Maraknya tindakan kekerasan di Indonesia akhir-akhir ini merupakan masalah bangsa yang cukup mengkhawatirkan. Ini menunjukkan bahwa tindakan kekerasan telah mendarah-daging atau membudaya dalam masyarakat Indonesia. Seolah-olah semua persoalan bisa diselesaikan dengan jalan kekerasan, sedikit-sedikit main pukul, main hakim sendiri, kroyokan, dan tindakan “sok jagoan” lainnya. Menurut Michael Crosby, lingkaran kekerasan merupakan buah dari setiap paksaan yang mengakibatkan luka. Paksaan dan luka itu bisa bersifat fisik ataupun psikis, personal ataupun komunal, dan psikologis ataupun sosiologis.

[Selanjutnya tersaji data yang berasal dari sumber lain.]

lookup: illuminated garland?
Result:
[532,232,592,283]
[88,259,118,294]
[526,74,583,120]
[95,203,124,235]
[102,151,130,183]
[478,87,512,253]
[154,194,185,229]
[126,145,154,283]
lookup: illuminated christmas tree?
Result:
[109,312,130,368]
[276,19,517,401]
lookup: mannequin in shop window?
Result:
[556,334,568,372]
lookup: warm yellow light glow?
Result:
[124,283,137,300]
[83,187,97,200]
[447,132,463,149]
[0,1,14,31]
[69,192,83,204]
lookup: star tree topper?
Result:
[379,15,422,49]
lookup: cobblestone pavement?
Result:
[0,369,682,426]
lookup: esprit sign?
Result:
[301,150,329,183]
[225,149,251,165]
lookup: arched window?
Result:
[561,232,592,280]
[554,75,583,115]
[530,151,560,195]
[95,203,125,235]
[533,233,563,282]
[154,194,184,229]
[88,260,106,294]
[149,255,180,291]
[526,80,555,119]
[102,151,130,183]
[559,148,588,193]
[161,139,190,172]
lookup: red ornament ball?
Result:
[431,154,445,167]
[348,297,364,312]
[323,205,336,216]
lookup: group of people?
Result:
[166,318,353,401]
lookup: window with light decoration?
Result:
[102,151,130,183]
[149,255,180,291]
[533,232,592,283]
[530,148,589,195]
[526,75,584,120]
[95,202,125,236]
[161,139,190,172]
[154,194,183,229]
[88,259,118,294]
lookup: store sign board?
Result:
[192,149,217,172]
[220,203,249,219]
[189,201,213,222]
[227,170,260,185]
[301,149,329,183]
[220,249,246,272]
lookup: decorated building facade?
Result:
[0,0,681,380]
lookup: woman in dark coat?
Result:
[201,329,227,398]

Seiring usia Indonesia yang semakin senja ini budaya kekerasan justru semakin menggurita dalam berbagai aspek kehidupan bangsa. Mulai dari aspek social, politik, ekonomi, budaya, pendidikan, hingga agama sekalipun. Bahkan seringkali beredar info terkait berbagai kasus kekerasan dalam dunia pendidikan, terutama di sekolah yang semi-militer. Ironisnya lagi akhir-akhir ini banyak sekali kasus-kasus kekerasan yang mengatasnamakan (berkedok) agama.

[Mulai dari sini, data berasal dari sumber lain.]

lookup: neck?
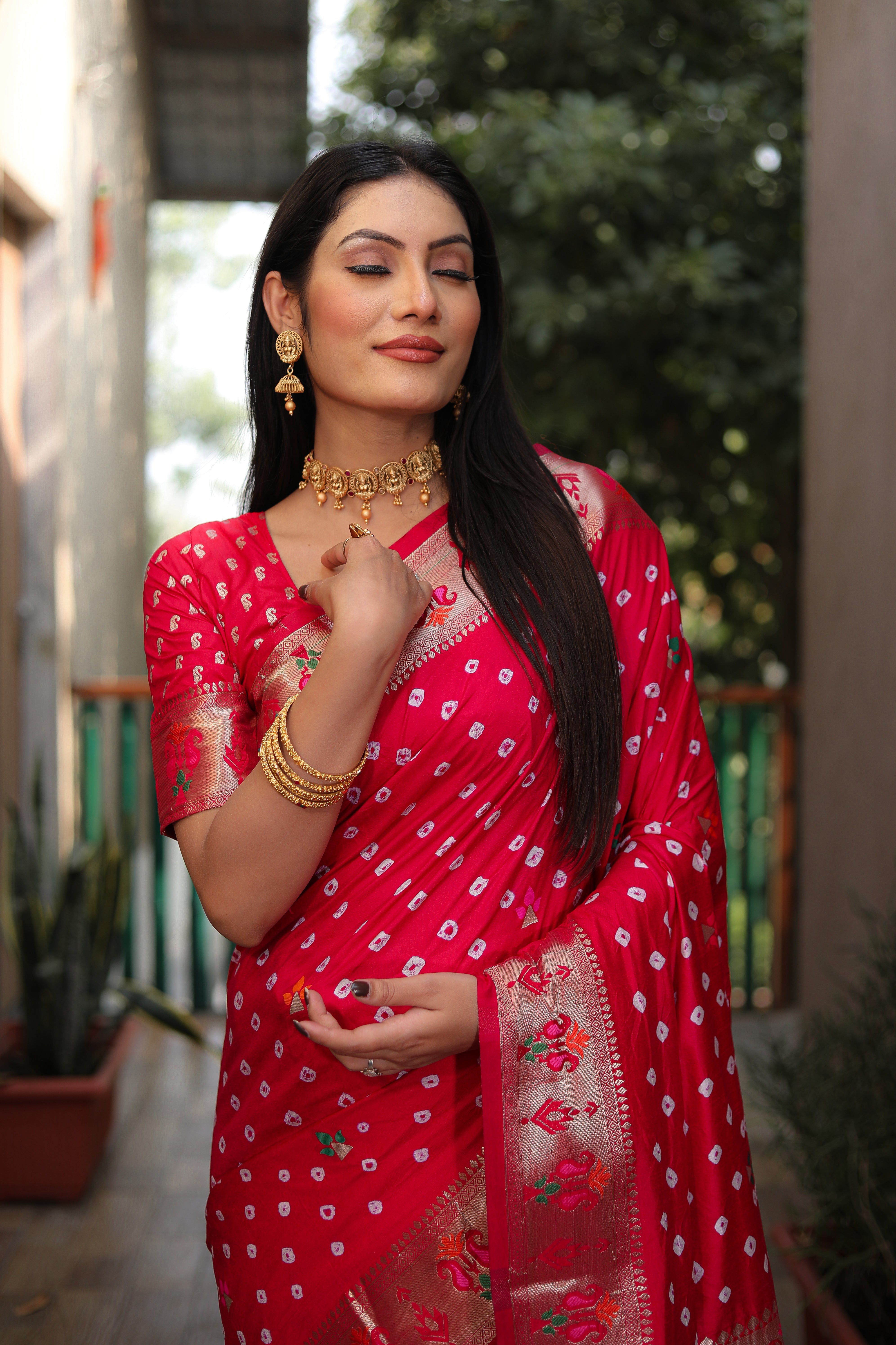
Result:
[315,395,433,472]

Tiga kata saja, tragis dan ironis. Memalukan sekali di negeri yang katanya cinta damai ini seakan kekerasan telah menjadi infotainment yang hampir setiap hari disuguhkan oleh media dalam berbagai kemasan menarik. Kemasan-nya yang menarik itu nampaknya justru semakin mendorong masyarakat untuk melakukan tindakan-tindakan kekerasan baru dalam bentuk yang lebih inovatif. Budaya kekerasan itu kini telah menjelma dalam berbagai bentuk, mulai dari tawuran antar mahasiswa, tawuran antar supporter sepak bola, bentrok antar warga kampung, hingga tindakan terorisme yang sering berkedok agama. Bahkan belakangan ini tindakan kekerasan mulai booming dilakukan oleh seorang pemuda terhadap kekasihnya.

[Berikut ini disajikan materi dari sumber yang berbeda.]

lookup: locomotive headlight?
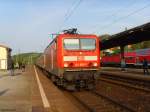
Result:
[93,63,97,66]
[64,63,68,67]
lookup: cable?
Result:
[59,0,83,32]
[94,4,150,33]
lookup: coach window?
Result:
[80,39,96,50]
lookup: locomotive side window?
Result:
[64,38,96,50]
[80,39,96,50]
[64,39,79,49]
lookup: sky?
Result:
[0,0,150,54]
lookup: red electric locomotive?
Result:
[101,48,150,67]
[37,29,100,90]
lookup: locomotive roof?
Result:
[45,34,98,50]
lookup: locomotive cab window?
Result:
[64,38,96,50]
[64,39,79,49]
[80,39,96,50]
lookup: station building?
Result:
[0,44,11,70]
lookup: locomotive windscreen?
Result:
[64,38,96,50]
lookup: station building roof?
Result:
[100,23,150,50]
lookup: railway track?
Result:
[99,74,150,92]
[71,91,135,112]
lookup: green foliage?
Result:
[13,53,41,64]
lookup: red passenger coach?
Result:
[37,28,100,89]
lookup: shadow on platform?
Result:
[0,89,9,96]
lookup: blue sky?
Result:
[0,0,150,54]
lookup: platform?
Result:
[0,66,81,112]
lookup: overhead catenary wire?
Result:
[94,4,150,33]
[58,0,83,32]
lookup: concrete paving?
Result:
[0,70,32,112]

Kasus-kasus yang telah disebutkan di atas belum-lah cukup untuk menggambarkan betapa budaya kekerasan telah menjerat sendi-sendi kehidupan bangsa ini. Jika kita renungi ternyata semua itu berakar pada masalah moral dan karakter bangsa Indonesia. Kita tahu bangsa ini dahulu dikenal sebagai bangsa yang santun, ramah, dan cinta damai. Namun nampaknya nilai-nilai moral itu kini telah larut dan semakin menghilang tergerus oleh arus globalisasi.
Bangsa yang demokratis semestinya lebih mengedepankan pendekatan damai daripada menggunakan cara-cara kekerasan yang sebenarnya bisa dibilang cara kuno bangsa bar-bar. Kekerasan tidak akan pernah menyelesaikan persoalan, melainkan justru akan menambah masalah baru dan menyisakan dendam. Budaya kekerasan merupakan noda demokrasi dan sebuah aib yang bisa menurunkan martabat bangsa Indonesia itu sendiri. Seperti kata Romo YB. Mangunwijaya, bahwa kekerasan sebenarnya merupakan sebentuk kebodohan. Pada dasarnya manusia –dengan demikian juga masyaraat dan bangsa yang cerdas- dengan sendirinya tidak suka kekerasan. Kekerasan merupakan instingtif hewani, utamanya binatang buas, dan bukan-lah sifat dasar manusia, masyarakat, dan bangsa yang bermartabat.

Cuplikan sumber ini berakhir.